Boris Brezillon has been hacking away at implementing the VC4 transposer module as a DRM writeback connector, and has things running in test apps. My immediate goal with his work is to enable IGT testing of VC4’s HVS (hardware compositor) features, so that we can implement plane tiling and formats with confidence. However, there’s also a long term goal to extend X11’s modesetting driver to do Present into DRM planes, and only collapse planes down to the primary framebuffer once an atomic check fails or the display goes idle. This is something that other compositors like Raspberry Pi’s DispmanX firmware, Android HWC2, or Weston can all do, so we should fix X11 to do it as well.

Hans Verkuil has started on a CEC implementation for vc4’s HDMI module. The hardware looks fairly simple – unlike many other HDMI CEC implementations, ours is right there in the HDMI module, so there are no complicated inter-kernel-module dependencies to implement. I’ve set him up with register definitions and answered some hardware questions, and I suspect he’ll have results soon.

On my end, I’m excited to announce that the ARM pl111 module DRM KMS driver for Broadcom’s Cygnus is now merged to drm-misc-next, along with V3D support. This has been a more or less pleasant process: I got useful review feedback from Linus Walleij (who’s being involved in the fbdev version of this driver), some cleanups on the V3D code from Florian, and I got the code landed in a reasonable amount of time. The drm-misc process may not be perfect, but it’s the best I’ve experienced in the Linux kernel yet.

Next steps on Cygnus: I need to land a reset controller driver and the associated DT (right now if you lock up the GPU, it never resets). On Raspberry Pi reset works by us turning the power domain off and on, which causes the firmware to go through the reset process, but on Cygnus we don’t have a separate power domain for V3D. I also need to finish the panel driver and submit it (I’m using a stub for now, and have a proper panel driver in progress). And I’m working on using gallium’s “renderonly” helper functions to allow you to bring up GBM with GL accelerated on vc4 on a pl111 DRM node. This should get X, glmark, and kmscube (and any other GBM applications), working on Cygnus with no userspace changes.

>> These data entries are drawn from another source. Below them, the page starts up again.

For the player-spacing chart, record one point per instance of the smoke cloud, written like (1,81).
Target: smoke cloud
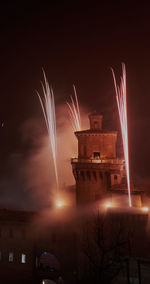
(31,184)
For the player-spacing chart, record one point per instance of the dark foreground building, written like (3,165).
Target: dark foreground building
(91,243)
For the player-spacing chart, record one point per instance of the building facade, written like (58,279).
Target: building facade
(98,172)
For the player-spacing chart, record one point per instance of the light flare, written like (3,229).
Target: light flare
(48,107)
(74,111)
(121,98)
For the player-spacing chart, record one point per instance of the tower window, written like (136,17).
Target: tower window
(96,155)
(101,175)
(11,257)
(11,235)
(94,174)
(23,258)
(82,175)
(88,175)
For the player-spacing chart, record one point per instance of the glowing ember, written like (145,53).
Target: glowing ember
(74,112)
(122,108)
(145,209)
(59,203)
(48,108)
(108,204)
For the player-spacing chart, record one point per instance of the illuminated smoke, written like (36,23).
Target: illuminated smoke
(48,108)
(122,108)
(74,112)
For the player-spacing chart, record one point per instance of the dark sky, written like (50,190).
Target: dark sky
(75,43)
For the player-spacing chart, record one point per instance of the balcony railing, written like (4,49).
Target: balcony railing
(97,161)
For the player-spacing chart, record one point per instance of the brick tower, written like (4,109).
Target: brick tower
(97,169)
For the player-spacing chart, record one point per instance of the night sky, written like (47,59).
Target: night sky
(75,43)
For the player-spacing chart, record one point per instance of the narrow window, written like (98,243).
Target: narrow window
(82,175)
(23,258)
(88,175)
(11,235)
(11,257)
(94,174)
(95,124)
(96,155)
(101,175)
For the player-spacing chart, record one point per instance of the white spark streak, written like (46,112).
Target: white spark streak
(121,98)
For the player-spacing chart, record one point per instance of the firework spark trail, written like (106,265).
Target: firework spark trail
(48,107)
(122,108)
(74,112)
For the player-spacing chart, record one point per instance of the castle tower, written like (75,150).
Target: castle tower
(97,168)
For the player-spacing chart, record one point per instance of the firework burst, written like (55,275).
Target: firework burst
(121,98)
(48,107)
(74,112)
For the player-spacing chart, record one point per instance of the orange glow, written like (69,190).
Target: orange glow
(59,203)
(108,204)
(122,108)
(145,209)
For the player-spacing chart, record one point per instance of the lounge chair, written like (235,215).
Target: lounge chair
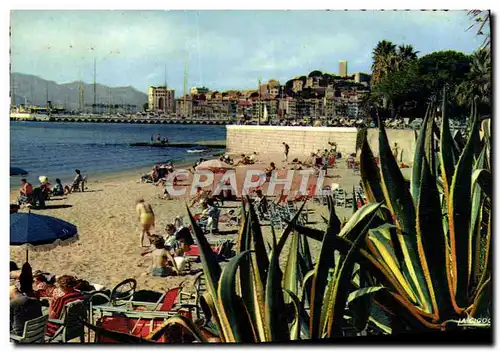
(34,331)
(70,324)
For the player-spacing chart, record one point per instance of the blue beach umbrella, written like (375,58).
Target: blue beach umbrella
(40,232)
(14,171)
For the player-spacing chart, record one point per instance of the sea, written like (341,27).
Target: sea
(56,149)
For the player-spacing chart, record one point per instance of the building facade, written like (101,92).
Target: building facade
(161,99)
(343,68)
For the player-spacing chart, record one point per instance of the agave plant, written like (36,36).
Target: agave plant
(253,300)
(436,260)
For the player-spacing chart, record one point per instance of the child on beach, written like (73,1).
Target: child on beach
(286,150)
(146,218)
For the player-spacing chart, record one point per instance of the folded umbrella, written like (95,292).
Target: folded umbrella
(40,232)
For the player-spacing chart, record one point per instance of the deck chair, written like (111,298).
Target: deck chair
(34,331)
(166,303)
(71,325)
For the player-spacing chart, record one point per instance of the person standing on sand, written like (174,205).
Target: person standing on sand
(286,150)
(146,218)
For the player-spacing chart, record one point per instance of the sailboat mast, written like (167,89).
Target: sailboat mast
(95,97)
(259,106)
(185,86)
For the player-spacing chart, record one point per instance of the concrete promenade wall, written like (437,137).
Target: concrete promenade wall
(304,140)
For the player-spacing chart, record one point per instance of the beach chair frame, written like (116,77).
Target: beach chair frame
(34,331)
(71,325)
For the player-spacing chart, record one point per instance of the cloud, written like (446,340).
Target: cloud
(225,48)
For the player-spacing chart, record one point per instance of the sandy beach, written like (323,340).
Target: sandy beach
(108,248)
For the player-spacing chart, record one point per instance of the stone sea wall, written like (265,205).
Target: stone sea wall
(304,140)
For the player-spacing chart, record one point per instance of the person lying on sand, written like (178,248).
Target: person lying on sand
(200,196)
(146,218)
(76,182)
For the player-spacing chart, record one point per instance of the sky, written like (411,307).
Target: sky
(224,49)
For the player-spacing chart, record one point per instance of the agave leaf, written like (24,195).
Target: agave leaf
(209,308)
(211,266)
(296,324)
(448,156)
(431,240)
(262,260)
(324,263)
(484,178)
(178,320)
(248,287)
(275,312)
(482,301)
(400,201)
(381,248)
(305,254)
(361,306)
(384,328)
(358,221)
(361,292)
(229,304)
(459,210)
(342,279)
(291,278)
(487,255)
(475,224)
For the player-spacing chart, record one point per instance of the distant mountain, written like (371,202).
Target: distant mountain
(33,90)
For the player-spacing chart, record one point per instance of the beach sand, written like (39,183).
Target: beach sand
(108,249)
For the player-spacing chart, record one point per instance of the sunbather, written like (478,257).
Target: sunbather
(25,192)
(58,189)
(76,182)
(161,257)
(146,218)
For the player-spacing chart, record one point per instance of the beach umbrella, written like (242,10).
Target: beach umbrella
(214,165)
(40,232)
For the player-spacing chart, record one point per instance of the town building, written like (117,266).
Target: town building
(161,99)
(343,68)
(199,90)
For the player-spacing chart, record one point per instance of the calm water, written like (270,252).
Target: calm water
(56,149)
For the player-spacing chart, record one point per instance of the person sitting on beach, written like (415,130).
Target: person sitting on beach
(170,238)
(58,189)
(76,182)
(22,309)
(45,190)
(245,160)
(270,169)
(66,286)
(25,192)
(146,218)
(253,157)
(43,288)
(262,204)
(160,259)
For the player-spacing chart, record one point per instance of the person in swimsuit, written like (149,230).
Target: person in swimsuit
(146,218)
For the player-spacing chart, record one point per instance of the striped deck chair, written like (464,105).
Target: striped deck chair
(34,331)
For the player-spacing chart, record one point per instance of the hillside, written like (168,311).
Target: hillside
(33,89)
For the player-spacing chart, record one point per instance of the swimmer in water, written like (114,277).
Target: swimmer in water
(146,218)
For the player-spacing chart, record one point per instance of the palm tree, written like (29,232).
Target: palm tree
(482,20)
(478,86)
(383,60)
(405,55)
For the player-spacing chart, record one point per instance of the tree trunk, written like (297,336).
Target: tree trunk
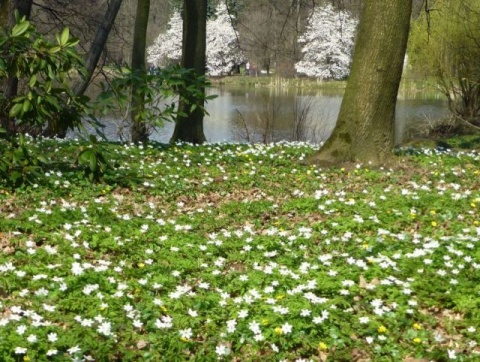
(4,12)
(97,47)
(189,128)
(139,128)
(10,85)
(365,129)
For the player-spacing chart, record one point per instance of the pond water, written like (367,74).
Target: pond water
(249,114)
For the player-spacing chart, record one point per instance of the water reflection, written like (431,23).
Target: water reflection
(274,114)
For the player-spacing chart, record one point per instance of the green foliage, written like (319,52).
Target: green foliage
(42,68)
(160,90)
(444,46)
(20,162)
(249,252)
(93,160)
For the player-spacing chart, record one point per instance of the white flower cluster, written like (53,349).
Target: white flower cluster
(328,44)
(223,51)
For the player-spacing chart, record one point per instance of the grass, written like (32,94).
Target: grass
(243,253)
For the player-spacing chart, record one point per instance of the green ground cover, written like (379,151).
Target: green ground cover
(243,253)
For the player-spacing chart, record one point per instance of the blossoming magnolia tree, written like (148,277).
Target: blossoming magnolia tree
(223,51)
(329,41)
(167,48)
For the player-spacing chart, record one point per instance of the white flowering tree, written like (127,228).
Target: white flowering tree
(328,44)
(223,51)
(167,48)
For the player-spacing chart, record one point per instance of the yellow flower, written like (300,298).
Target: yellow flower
(322,346)
(417,326)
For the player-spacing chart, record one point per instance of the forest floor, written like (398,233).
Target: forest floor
(243,253)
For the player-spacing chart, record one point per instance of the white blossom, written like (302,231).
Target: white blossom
(328,44)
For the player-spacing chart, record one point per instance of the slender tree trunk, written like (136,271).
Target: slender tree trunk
(4,12)
(139,128)
(10,85)
(365,129)
(189,128)
(97,47)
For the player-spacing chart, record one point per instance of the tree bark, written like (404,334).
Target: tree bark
(189,128)
(139,128)
(97,46)
(10,85)
(365,129)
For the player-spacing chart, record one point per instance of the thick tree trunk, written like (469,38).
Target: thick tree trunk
(10,86)
(139,128)
(98,45)
(365,128)
(189,128)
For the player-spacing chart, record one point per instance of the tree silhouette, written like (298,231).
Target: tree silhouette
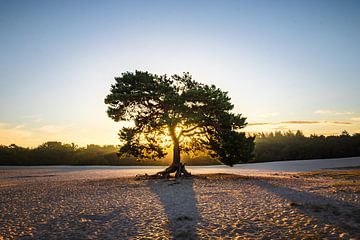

I’ve also been reworking Raspberry Pi’s DSI panel support. I got really discouraged on this after trying to submit to the DRM panel tree back in December. Based on that feedback, I’m moving most of the code to a DRM bridge driver, with just the panel timing in the DRM panel tree. However, writing drivers that talk to DRM panels sucks, so I’ve written the “panel-bridge” helper that cuts about 100 lines of boilerplate from most DRM drivers that talk to a panel, by wrapping the panel in a DRM bridge structure. I submitted an early version for review last week, which was met with some skepticism. I need to re-submit my updated version that converts more drivers – probably when the patch series removes 400 lines of code from DRM, it’ll get a warmer reception.

I’ve also been working on cleaning up our GLES2 conformance test results. I’ve landed 4 patches to the GLSL compiler, and one more Mesa patch is in the queue. The most interesting problem for conformance is that some of the GLES2 conformance tests fail in our register allocator: vc4 can’t spill registers, so we need to be really good at register allocation to make arbitrary programs render successfully.

My current goal for allocation is to implement Sethi-Ullman based instruction scheduling at the QIR stage to try to keep register pressure down. However, register pressure is weighted at a middle level in the QIR instruction scheduler’s heuristics, because otherwise later on we end up too constrained for the QPU instruction scheduler and introduce stalls. To fix the QPU scheduling, I wrote a patch series that gives the driver a chance to choose among available registers during register coloring. With that, the driver can prioritize the accumulators while rotating through the available registers. Initial performance results look excellent, so I should be able to bump register pressure up in priority next and do the Sethi-Ullman work. Interestingly, this callback could resolve a longstanding issue that Intel’s pre-Sandybridge driver had in register allocation as well!

In the X Server, I’ve landed the meson build system. I’m not quite dogfooding it yet, because I can successfully run my desktop with startx but not with gdm (it looks like something is going wrong in the systemd integration). I’ve received patches from a few other X developers fixing up the meson build system for themselves, so I think we’re on track toward general adoption. I’ve made some more progress on implementing Travis CI for the X Server now, and on integrating the current X Server unit tests into meson.